One evening in '99, caught the film on TV and enjoyed a perfect ecstasy in relating the music to the scenes, which I had forgotten. Played the CD less frequently over the next few years. Then, this spring (2004), HBO began showing Evita repeatedly. Watched it night after night, becoming transfixed by the music, the dancing, the cinematography, the nuances of Pryce's portrayal of Peron.
Lately, I've been watching the DVD once a week, using the NEXT button to bypass the violence and the army/high society chants. What comes across is a softer, gentler story of "poor girl makes good, marries famous man." It's a story rich in melody -- the Latin beat of "Buenos Aires", the soft sax of "Another Suitcase" and "I'd be Good For You", the touching strings of "Don't Cry For Me" and "You Must Love Me.". And the film is framed in moody, unforgettable backdrops. To name just one, the all-pervading afternoon sun -- hot on the dusty plain, glowing hazily upon the bustling Buenos Aires streets, aslant along the long corridor and stairs, as Peron carries the dying Evita to her bed, and finally, an eery spotlight upon the draped casket lying in state.
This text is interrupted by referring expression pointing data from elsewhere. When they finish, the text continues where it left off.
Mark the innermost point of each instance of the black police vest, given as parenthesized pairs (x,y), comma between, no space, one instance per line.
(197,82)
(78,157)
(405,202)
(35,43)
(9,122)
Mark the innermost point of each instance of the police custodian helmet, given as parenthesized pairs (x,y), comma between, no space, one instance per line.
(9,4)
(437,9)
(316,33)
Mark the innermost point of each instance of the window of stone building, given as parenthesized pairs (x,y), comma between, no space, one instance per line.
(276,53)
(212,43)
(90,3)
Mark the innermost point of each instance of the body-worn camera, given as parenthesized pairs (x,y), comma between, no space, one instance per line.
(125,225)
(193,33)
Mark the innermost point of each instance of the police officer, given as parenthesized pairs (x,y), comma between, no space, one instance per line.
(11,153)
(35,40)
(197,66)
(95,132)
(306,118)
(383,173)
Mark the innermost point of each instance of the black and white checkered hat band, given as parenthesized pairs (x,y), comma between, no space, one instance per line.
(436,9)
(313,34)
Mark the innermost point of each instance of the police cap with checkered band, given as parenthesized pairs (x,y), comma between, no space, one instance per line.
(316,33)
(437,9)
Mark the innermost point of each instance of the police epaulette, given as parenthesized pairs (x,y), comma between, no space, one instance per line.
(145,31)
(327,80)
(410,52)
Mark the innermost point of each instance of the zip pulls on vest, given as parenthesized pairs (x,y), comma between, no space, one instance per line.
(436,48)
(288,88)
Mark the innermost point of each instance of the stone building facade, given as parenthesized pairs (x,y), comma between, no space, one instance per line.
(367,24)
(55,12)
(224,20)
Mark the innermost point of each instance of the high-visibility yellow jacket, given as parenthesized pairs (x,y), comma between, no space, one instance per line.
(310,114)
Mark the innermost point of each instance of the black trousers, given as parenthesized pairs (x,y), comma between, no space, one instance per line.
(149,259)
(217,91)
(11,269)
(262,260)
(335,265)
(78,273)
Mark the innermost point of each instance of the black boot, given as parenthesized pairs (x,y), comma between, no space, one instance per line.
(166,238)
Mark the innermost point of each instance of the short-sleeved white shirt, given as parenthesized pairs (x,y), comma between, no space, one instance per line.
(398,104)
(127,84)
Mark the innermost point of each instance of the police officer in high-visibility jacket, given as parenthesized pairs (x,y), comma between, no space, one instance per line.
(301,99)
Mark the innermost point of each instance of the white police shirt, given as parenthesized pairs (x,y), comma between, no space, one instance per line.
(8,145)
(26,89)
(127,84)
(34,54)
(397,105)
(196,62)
Madonna is superb, both in voice and screen presence. Pryce's performance is a triumph of the actor's craft. Banderos is a perfect Che, although, in my view, he shines as a tertiary star behind Madonna and Pryce.
See Evita, if you haven't already. If you've seen it ten times, see it again. There is still more pleasure to take from this wonderful film with each viewing.